Усиливающееся внимание современной словацкой прозы к проблемам нравственности, к духовному содержанию жизни, к анализу подвижного и многообразного соотношения человека и общества всецело отвечает потребностям времени. Аналогичные проблемы волнуют и нас, особенно в последние годы, когда концепцией перестройки была подчеркнута неповторимая значимость каждой человеческой личности, призванной внести посильный вклад в общее дело совершенствования социалистического общежития. Думается, что однотомник повестей словацких писатели найдет в нашей стране заинтересованного читателя.
Альфонз Беднар
ЧАСЫ И МИНУТЫ
© Alfonz Bednár, 1956, 1980
С кошицкого аэродрома поднялся в воздух самолет, двое в нем осмотрелись, увидели друг друга и оба сделали для себя ужасное открытие — что он жив, что она здесь.
Инженера Митуха бросило в дрожь от страха, какого он никогда не испытывал, не то чтобы очень сильного, но непонятного, и, увидев в иллюминатор, как земля накренилась и уходит вглубь, он нашел в этом некую аналогию с недавним прошлым, на которое уже неохота оглядываться и в котором теперь не все видится отчетливо… Глядя на удалявшуюся землю, он без конца спрашивал себя: значит, она здесь? Не в Германии, не в Америке? Ведь собиралась уехать.

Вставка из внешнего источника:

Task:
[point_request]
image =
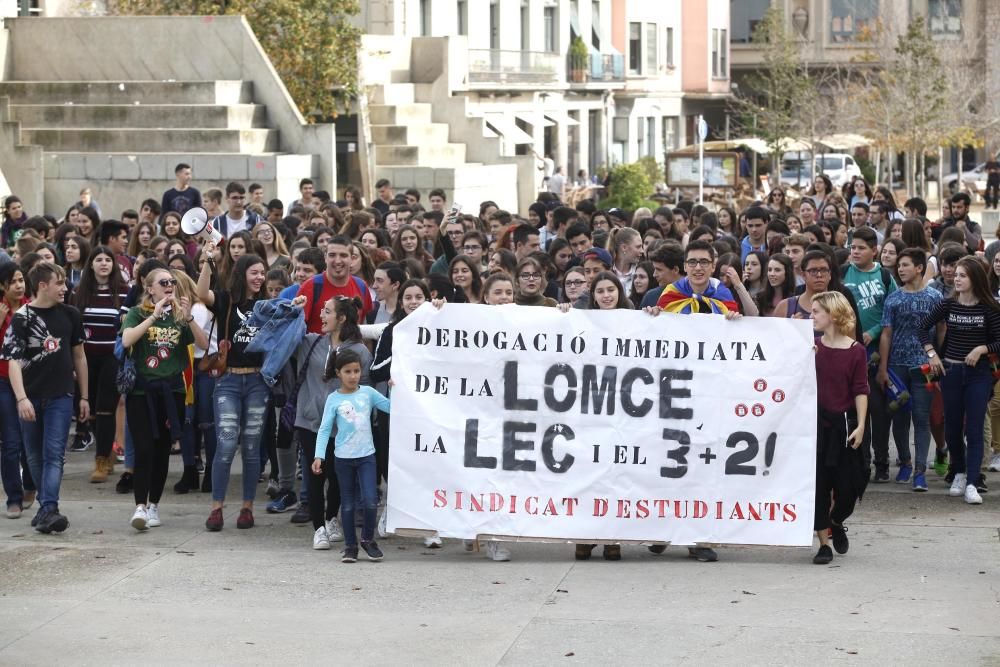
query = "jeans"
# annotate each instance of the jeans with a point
(45, 442)
(966, 392)
(919, 413)
(240, 406)
(352, 473)
(10, 446)
(878, 429)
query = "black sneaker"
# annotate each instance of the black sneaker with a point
(371, 548)
(82, 441)
(981, 484)
(840, 542)
(703, 554)
(824, 556)
(124, 484)
(52, 522)
(302, 516)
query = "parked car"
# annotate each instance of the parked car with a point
(974, 180)
(839, 167)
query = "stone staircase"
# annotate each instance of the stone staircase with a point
(123, 138)
(413, 151)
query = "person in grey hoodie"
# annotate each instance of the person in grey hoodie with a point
(316, 354)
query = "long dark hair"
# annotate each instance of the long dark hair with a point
(86, 291)
(623, 301)
(477, 280)
(412, 282)
(766, 297)
(975, 269)
(237, 279)
(634, 296)
(350, 332)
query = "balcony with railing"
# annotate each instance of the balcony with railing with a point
(595, 68)
(513, 68)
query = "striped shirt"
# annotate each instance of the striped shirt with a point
(101, 323)
(968, 327)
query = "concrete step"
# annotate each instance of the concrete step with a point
(440, 155)
(392, 93)
(216, 167)
(153, 140)
(128, 92)
(399, 114)
(418, 134)
(233, 117)
(423, 92)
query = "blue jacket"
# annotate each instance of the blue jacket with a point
(281, 328)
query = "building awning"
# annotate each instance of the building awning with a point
(533, 118)
(561, 117)
(505, 127)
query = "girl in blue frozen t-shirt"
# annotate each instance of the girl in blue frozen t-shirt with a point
(350, 408)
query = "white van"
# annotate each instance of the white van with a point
(839, 167)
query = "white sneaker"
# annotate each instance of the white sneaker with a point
(333, 530)
(153, 515)
(382, 532)
(139, 520)
(497, 552)
(321, 541)
(958, 486)
(972, 495)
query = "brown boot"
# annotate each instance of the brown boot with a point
(100, 473)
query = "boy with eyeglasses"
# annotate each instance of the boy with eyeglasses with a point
(44, 340)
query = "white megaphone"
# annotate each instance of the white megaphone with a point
(195, 223)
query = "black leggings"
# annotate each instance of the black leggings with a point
(307, 439)
(152, 455)
(838, 480)
(101, 372)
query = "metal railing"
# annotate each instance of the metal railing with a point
(595, 67)
(513, 67)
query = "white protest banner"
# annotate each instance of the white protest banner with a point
(603, 425)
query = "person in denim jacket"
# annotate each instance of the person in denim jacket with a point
(241, 395)
(279, 324)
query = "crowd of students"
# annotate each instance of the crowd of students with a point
(206, 349)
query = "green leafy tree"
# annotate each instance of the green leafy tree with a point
(311, 43)
(775, 101)
(630, 188)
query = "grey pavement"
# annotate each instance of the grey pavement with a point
(920, 585)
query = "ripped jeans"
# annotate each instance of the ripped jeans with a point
(240, 407)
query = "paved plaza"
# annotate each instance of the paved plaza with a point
(920, 585)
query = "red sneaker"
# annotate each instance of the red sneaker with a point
(245, 519)
(214, 522)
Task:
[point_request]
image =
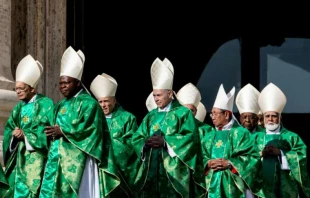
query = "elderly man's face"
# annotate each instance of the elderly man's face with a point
(162, 97)
(107, 104)
(24, 92)
(191, 107)
(271, 120)
(219, 117)
(68, 86)
(248, 120)
(260, 120)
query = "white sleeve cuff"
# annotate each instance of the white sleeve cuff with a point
(12, 149)
(170, 151)
(28, 146)
(284, 162)
(142, 154)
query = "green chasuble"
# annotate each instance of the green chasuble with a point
(284, 183)
(4, 185)
(122, 125)
(163, 174)
(82, 123)
(203, 128)
(235, 145)
(24, 167)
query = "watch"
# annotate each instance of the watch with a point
(229, 165)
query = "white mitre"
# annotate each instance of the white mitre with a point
(247, 100)
(189, 94)
(29, 71)
(162, 74)
(201, 112)
(103, 85)
(150, 102)
(223, 100)
(272, 98)
(72, 63)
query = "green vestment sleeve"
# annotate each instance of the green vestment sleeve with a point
(180, 132)
(241, 153)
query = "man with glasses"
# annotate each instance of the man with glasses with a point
(283, 152)
(247, 104)
(25, 143)
(230, 159)
(122, 124)
(166, 141)
(76, 134)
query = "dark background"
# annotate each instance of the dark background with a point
(124, 43)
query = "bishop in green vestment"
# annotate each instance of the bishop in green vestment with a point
(166, 141)
(4, 185)
(122, 124)
(247, 104)
(76, 133)
(230, 159)
(283, 152)
(25, 144)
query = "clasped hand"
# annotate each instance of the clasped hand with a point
(271, 150)
(53, 131)
(218, 164)
(18, 133)
(156, 141)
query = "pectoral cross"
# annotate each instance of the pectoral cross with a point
(156, 127)
(219, 143)
(63, 110)
(25, 119)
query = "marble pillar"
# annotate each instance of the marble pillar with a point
(36, 27)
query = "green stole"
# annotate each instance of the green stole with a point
(27, 177)
(270, 165)
(53, 169)
(156, 164)
(218, 151)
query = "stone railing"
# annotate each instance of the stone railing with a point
(8, 100)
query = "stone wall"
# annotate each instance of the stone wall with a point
(36, 27)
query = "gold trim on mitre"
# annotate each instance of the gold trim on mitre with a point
(201, 112)
(223, 100)
(247, 100)
(162, 74)
(103, 85)
(150, 102)
(29, 71)
(189, 94)
(272, 98)
(72, 63)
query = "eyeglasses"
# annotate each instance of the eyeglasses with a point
(21, 89)
(215, 114)
(250, 117)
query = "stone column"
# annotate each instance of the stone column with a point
(36, 27)
(8, 98)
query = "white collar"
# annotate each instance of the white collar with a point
(166, 108)
(228, 126)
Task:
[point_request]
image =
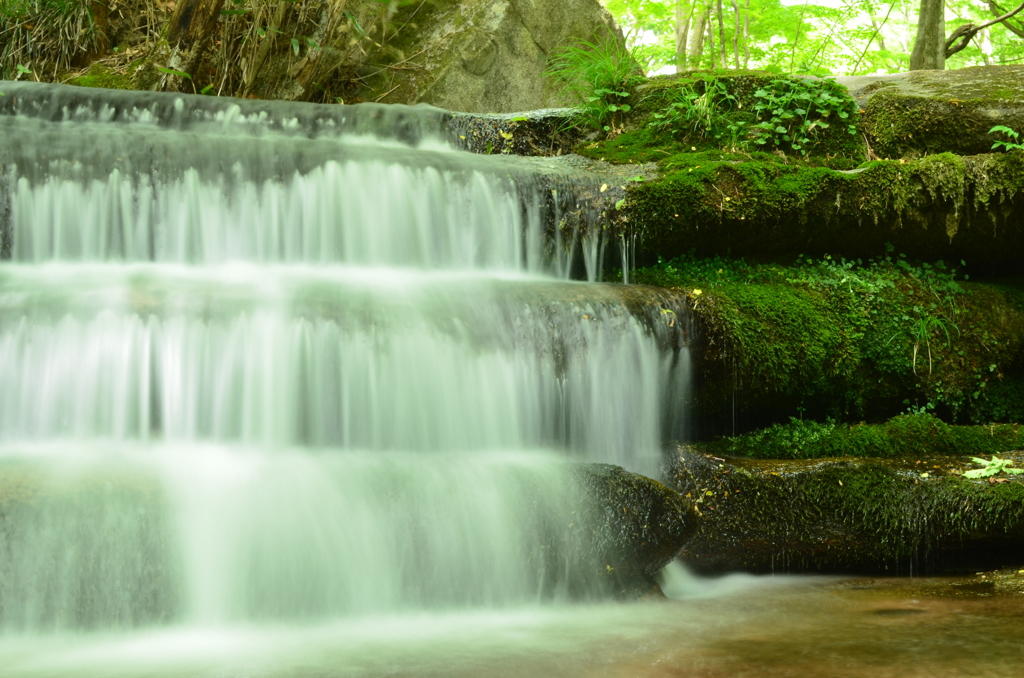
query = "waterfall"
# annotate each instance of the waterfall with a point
(267, 363)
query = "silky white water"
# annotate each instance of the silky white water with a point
(269, 371)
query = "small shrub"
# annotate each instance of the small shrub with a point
(700, 111)
(1015, 142)
(791, 113)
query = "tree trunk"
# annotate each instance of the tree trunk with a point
(735, 34)
(193, 22)
(188, 31)
(721, 36)
(747, 34)
(711, 36)
(878, 34)
(696, 47)
(684, 11)
(930, 47)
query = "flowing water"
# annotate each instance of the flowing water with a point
(291, 390)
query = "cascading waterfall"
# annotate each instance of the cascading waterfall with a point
(293, 363)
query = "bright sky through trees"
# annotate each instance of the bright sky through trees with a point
(835, 37)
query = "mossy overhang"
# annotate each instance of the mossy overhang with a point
(765, 351)
(851, 516)
(926, 112)
(940, 207)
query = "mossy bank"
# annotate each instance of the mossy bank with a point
(912, 516)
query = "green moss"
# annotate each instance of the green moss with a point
(906, 435)
(771, 209)
(640, 143)
(100, 77)
(846, 515)
(848, 340)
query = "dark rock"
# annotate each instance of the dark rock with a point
(632, 527)
(926, 112)
(849, 515)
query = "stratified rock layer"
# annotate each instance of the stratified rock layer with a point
(848, 515)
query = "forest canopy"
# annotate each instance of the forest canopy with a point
(836, 37)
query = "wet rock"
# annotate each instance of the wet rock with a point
(927, 112)
(905, 516)
(489, 55)
(631, 527)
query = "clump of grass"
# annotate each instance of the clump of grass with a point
(45, 34)
(600, 77)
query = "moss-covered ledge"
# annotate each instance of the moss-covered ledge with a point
(849, 341)
(914, 515)
(923, 112)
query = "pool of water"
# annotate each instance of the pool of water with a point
(739, 626)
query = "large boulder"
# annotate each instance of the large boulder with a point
(489, 55)
(630, 528)
(905, 516)
(926, 112)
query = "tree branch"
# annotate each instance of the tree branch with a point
(962, 37)
(997, 10)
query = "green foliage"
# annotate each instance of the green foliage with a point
(848, 336)
(791, 113)
(847, 37)
(35, 34)
(700, 111)
(994, 466)
(906, 435)
(599, 77)
(1013, 144)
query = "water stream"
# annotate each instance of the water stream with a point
(296, 366)
(291, 390)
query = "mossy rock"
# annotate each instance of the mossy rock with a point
(632, 527)
(98, 76)
(926, 112)
(912, 516)
(909, 435)
(842, 340)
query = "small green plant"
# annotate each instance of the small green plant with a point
(700, 111)
(922, 331)
(991, 467)
(791, 113)
(1015, 142)
(600, 77)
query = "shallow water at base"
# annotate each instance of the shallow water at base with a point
(782, 626)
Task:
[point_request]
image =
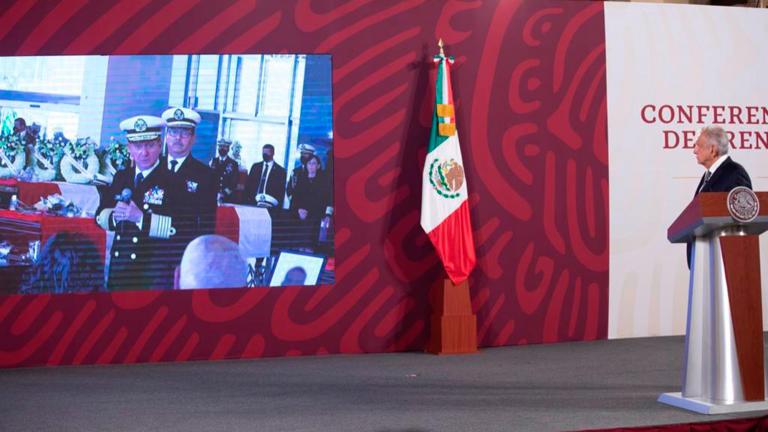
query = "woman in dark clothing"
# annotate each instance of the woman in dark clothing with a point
(310, 202)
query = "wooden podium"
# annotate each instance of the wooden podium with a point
(723, 367)
(453, 325)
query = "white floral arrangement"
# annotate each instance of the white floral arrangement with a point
(79, 162)
(12, 156)
(116, 157)
(45, 159)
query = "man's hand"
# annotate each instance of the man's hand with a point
(129, 212)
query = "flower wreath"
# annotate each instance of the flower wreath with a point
(45, 159)
(79, 162)
(12, 159)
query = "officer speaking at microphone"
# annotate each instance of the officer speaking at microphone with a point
(194, 182)
(138, 208)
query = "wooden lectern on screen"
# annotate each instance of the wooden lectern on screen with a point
(724, 365)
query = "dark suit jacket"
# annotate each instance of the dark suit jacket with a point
(228, 173)
(275, 184)
(137, 259)
(195, 192)
(728, 176)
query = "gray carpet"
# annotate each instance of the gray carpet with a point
(565, 386)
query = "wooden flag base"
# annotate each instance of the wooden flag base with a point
(454, 326)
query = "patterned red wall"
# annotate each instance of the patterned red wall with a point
(529, 80)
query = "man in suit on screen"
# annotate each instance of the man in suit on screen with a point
(722, 173)
(195, 187)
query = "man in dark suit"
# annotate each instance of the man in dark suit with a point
(722, 174)
(265, 186)
(226, 170)
(139, 208)
(195, 188)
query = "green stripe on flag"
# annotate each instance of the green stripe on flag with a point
(435, 139)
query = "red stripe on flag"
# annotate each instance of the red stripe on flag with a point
(455, 244)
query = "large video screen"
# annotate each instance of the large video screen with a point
(165, 172)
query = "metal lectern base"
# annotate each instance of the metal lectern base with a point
(703, 406)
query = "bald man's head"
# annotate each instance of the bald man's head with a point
(212, 261)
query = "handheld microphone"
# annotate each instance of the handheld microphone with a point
(124, 196)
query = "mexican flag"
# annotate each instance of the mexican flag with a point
(444, 207)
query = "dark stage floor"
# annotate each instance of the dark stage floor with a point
(538, 388)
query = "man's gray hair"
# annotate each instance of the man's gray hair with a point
(212, 261)
(717, 137)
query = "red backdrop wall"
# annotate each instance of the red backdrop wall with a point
(529, 81)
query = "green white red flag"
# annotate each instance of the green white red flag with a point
(444, 207)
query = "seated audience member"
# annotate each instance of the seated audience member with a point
(212, 261)
(295, 276)
(67, 263)
(311, 202)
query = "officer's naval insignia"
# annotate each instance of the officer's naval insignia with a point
(140, 125)
(743, 204)
(446, 177)
(191, 186)
(154, 196)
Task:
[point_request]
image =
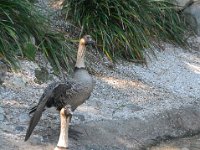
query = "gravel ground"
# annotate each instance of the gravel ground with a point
(128, 91)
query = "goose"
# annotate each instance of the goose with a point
(65, 96)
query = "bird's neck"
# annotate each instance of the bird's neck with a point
(80, 61)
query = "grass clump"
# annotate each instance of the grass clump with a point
(126, 28)
(24, 31)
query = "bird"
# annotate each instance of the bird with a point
(65, 96)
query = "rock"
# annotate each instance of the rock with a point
(19, 128)
(42, 75)
(1, 110)
(23, 117)
(3, 69)
(2, 117)
(15, 82)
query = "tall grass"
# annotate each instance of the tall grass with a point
(24, 32)
(125, 28)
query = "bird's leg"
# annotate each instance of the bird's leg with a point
(65, 115)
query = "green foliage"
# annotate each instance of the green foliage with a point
(24, 32)
(124, 28)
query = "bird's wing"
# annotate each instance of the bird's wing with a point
(42, 103)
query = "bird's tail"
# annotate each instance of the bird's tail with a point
(37, 115)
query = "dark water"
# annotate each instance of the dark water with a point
(192, 143)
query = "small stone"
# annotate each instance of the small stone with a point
(23, 117)
(19, 128)
(1, 110)
(1, 117)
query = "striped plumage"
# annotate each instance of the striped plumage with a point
(60, 94)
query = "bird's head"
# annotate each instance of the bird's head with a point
(87, 40)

Козыряла этим. Что она здесь делает?.. Страх, пусть и не сильный, но какой-то странный и неизъяснимый, имеющий связь не с ним одним, а со многими людьми, заставлял его время от времени поглядывать на эту женщину.
Земля перестала удаляться и выровнялась. Самолет гудел и рокотал звонким мерным голосом, иногда чуть-чуть покачивая крыльями. Белые облачка убегали назад, мелкие и реденькие.
Митух смотрел на Гизелу Габорову.
Она сидела на другой стороне, тремя рядами впереди, отвернувшись лицом к окну. Гизела поразилась, увидев инженера Митуха, но подавила удивление и страх, призвав на помощь самообладание, которое всегда служило ей надежным щитом и от себя, и от других. Прекрасный вид с самолета на землю порой немного отвлекал ее от стучавших в голове вопросов: значит, он здесь? Немцы не поймали его? Он от них ускользнул? И не умер тогда от раны и заражения? А был такой бледный, даже говорить не мог. Это он… Взгляд ее был прикован к бегущему внизу крохотному поезду.
Пассажиры занялись кто чем — одни взялись за газеты, другие закурили, кто-то задремал, там и сям разговаривали, а четверо молодых парней пустили по кругу початую бутылку вина.